Какие слова говорила… как по книжке — про свою северную страну. Какие там леса, тёмные, страшные, полгода стоят в снегу, будто на ледниках — а под снегом замёрзшие ягоды, сладкие, как мёд, только ароматнее. Как она жила в святом месте, с благочестивыми жрицами — целыми днями молилась их северному богу, угрюмому, но доброму: что ни попроси, всё исполнит, если с верой просишь. Какой у её отца дворец: тысяча разных залов, выложенных самоцветами; ковров нет, а на полу целые картины из цветного камня. Свечи, свечи, свечи — даже ночью светло, как днём: господа приходят смотреть на танцы. Как её все любили; как бросали цветы в повозку, когда она проезжала, как кричали: «Славься, прекрасная!»… А за морем у неё жених, благородный юноша — вот он сейчас ждёт, и его сердце разрывается от тревоги…
Как моё. Ну да.
— Одуванчик, — скажет, — царевна не может быть рабыней! Сбежим! Вот на море… корабль… ветер такой, брызги, волны, словно стеклянные горы… а потом наша страна! Зелёный берег, белый дворец на нём, белее колотого сахара… Ты будешь в моей свите, всегда. Приближённым евнухом, смотрителем спальных покоев, — как-то иначе, но похоже по смыслу. — Ты — мой самый лучший друг…

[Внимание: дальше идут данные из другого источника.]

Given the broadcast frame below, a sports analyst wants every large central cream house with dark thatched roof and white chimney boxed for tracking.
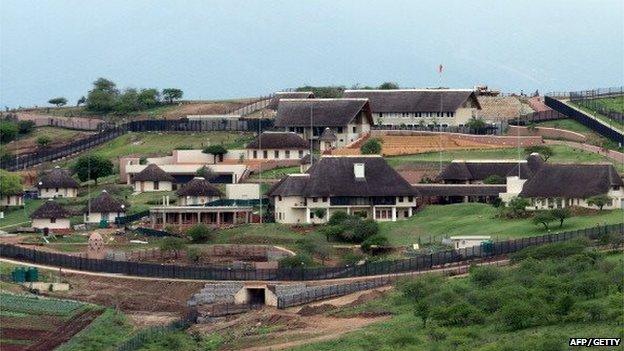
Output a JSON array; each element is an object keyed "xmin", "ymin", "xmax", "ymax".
[{"xmin": 268, "ymin": 155, "xmax": 417, "ymax": 224}]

Лучший друг, ага. Смотритель спальных покоев. Дворец, море, царь… Какой-нибудь разжиревший в злодеяниях подонок, у которого дома полные сундуки золота и на тёмной стороне — десяток девочек вроде Яблони, только наших… И что я смогу сделать?! Ну что?!
Конечно, Беркут не торопился, потому что ждал, когда у Яблони заживут синяки и царапины на руках. И за месяц она чуточку отдохнула и отъелась, стала вылитая розовая роза ранним утром; не мог же Беркут этого не видеть! И он на неё смотрел, и Подснежник на неё смотрел, а потом, вечерком, под виноградное вино и смолу, они устроили совет и порешили, что Яблоня уже вполне готова. То, что Беркут Всаднику отдал, вернётся сторицей.
Беркут позвал меня — сложно было сделать вид, что не подслушивал, а по делу мимо проходил.
— Одуванчик, — говорит, — вот что, — и сунул в рот ещё шарик смолы, хотя уже вполне осоловел. — Завтра собираемся, послезавтра с утра выезжаем. Оденешь свою Яблоню, причешешь, вот — серёжки, — и подал серьги, серебряные, с гранатами, дешёвенькие. — Она глупая и спесивая, Подснежника может и не послушать, а тебя послушает. Ты ей наври что-нибудь, чтобы не вздумала реветь или царапаться. Иди.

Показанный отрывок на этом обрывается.